Relevant du premier régime, des familles et des individus sont propriétaires de terres qu’ils peuvent vendre légalement avec la validation du chef de village et du conseil rural », indique Youssoupha Diouf. Il fait savoir que sous le droit moderne, en plus du code forestier, qui donne au périmètre de reboisement et de restauration le statut de forêt classée, un décret a été pris pour l’application du Plan Directeur d’Urbanisme (PDU) de Dakar dont la mise en œuvre favorise l’octroi de concessions d’habitation à des structures privées (Namora, COSEPRIM, etc.).
«En résumé, il se passe sur le terrain une application concomitante du code forestier, du droit traditionnel et du PDU de Dakar mais dans un contexte de très mauvaise communication institutionnelle qui explique toutes les infractions commises dans les périmètres de reboisement et de restauration des Niayes. »

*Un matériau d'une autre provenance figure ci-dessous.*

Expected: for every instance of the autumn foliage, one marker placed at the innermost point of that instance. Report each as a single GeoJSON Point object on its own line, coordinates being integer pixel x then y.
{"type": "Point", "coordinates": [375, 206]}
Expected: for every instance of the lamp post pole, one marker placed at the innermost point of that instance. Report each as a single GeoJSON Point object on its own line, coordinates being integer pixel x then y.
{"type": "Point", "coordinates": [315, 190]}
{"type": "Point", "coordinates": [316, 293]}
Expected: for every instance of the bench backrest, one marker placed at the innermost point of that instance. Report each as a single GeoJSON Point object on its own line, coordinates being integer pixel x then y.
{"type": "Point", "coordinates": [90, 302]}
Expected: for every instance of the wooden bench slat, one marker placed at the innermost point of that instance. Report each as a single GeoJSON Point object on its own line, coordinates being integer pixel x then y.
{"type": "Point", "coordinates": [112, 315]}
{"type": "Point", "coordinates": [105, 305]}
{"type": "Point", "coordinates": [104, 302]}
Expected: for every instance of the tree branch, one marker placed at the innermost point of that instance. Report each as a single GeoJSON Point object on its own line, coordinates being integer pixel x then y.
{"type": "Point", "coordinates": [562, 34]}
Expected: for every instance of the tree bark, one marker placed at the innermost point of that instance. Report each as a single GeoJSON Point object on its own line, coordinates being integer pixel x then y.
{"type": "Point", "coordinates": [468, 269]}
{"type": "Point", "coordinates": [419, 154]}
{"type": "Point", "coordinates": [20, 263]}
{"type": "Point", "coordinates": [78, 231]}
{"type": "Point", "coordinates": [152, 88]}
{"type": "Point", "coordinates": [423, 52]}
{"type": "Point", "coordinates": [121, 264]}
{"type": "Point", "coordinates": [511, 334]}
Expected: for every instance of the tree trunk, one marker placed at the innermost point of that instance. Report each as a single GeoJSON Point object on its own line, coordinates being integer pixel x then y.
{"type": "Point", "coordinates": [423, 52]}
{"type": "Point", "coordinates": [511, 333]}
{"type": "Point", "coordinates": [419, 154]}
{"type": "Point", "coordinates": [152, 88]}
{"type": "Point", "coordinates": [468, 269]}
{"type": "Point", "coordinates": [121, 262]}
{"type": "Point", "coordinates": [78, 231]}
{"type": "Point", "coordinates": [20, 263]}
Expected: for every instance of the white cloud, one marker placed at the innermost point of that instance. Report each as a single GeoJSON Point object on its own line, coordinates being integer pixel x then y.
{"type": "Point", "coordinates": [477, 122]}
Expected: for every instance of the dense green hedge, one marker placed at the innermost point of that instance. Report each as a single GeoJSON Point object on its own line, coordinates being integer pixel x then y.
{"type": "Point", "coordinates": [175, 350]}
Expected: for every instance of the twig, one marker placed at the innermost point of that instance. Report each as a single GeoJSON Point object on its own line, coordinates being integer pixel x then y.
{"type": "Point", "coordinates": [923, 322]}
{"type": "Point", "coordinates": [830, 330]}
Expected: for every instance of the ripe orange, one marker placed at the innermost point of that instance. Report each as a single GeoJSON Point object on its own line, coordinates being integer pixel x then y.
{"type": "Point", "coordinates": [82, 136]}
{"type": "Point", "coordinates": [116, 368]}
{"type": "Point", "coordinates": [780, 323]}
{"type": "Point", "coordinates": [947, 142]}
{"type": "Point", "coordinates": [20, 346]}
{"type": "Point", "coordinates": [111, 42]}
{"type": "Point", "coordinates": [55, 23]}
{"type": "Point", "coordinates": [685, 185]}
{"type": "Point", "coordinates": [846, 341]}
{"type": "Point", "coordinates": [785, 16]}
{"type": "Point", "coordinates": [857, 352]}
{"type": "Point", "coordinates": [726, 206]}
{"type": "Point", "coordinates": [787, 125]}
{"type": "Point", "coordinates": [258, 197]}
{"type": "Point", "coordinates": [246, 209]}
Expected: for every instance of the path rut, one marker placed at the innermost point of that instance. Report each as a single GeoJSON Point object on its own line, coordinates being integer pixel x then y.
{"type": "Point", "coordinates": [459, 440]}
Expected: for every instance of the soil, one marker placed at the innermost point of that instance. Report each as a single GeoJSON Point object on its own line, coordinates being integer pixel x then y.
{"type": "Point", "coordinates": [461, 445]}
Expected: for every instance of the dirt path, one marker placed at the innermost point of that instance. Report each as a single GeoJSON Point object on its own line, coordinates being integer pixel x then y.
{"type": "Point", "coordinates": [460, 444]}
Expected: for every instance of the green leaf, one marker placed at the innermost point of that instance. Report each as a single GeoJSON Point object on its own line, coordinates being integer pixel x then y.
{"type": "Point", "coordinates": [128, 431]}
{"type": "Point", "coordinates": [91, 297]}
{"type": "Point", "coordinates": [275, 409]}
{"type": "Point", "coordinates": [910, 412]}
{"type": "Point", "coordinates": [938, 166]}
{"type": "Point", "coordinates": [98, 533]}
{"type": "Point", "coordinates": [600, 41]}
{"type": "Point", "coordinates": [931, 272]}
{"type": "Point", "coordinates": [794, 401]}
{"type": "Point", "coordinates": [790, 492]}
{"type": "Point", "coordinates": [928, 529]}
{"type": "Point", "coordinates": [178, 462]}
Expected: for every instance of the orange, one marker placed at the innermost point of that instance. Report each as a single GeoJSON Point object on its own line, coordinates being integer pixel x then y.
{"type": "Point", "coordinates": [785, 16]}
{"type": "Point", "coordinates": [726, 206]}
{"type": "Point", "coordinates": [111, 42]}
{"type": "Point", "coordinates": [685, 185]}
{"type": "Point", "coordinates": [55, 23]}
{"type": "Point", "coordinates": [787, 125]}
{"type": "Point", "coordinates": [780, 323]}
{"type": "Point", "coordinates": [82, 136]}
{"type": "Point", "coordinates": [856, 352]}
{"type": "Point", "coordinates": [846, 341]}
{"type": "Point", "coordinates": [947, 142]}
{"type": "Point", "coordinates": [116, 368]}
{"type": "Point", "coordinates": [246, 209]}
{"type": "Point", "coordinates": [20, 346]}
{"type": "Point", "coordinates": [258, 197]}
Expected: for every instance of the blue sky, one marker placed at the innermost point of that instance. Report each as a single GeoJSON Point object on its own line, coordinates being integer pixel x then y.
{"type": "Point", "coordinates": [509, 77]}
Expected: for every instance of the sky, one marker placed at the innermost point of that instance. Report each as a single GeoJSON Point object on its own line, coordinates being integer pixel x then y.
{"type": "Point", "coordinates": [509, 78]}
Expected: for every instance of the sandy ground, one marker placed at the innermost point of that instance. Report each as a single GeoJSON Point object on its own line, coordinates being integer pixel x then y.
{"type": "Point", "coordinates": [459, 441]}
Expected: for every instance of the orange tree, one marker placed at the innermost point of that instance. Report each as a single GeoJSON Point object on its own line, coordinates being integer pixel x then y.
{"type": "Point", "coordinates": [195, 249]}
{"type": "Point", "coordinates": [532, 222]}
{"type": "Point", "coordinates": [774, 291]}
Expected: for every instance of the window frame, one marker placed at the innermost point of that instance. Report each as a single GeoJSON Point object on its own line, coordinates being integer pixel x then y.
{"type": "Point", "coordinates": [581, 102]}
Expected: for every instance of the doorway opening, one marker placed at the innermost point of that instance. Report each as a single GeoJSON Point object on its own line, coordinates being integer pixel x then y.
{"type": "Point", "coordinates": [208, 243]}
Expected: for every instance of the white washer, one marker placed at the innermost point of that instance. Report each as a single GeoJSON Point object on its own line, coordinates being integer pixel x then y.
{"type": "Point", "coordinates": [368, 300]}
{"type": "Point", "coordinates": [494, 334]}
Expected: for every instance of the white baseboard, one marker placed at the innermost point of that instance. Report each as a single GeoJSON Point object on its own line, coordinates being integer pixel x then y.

Parlant des contraintes dans leur travail, Monsieur Diouf relève une insuffisance du personnel forestier présent sur la bande (nombre de garde forestier) ; une difficulté dans la mobilité des agents (matériel inadapté, insuffisance de ressources pour entretien et réparation, service après-vente inopérant), et une confusion dans l’application des textes juridiques (Code forestier, Code de l’urbanisme, droit coutumier, …) dans la gestion de la bande de filaos.
salif ka
19 août 2021 at 02:05
Bonsoir je me nomme Salif ka habitant de cayar, village de ndiokhop . actuellement la situation devient pire . ENTRE coupe de bois abusif, occupation illégal dans la bande de filao. L’environnement est menacé.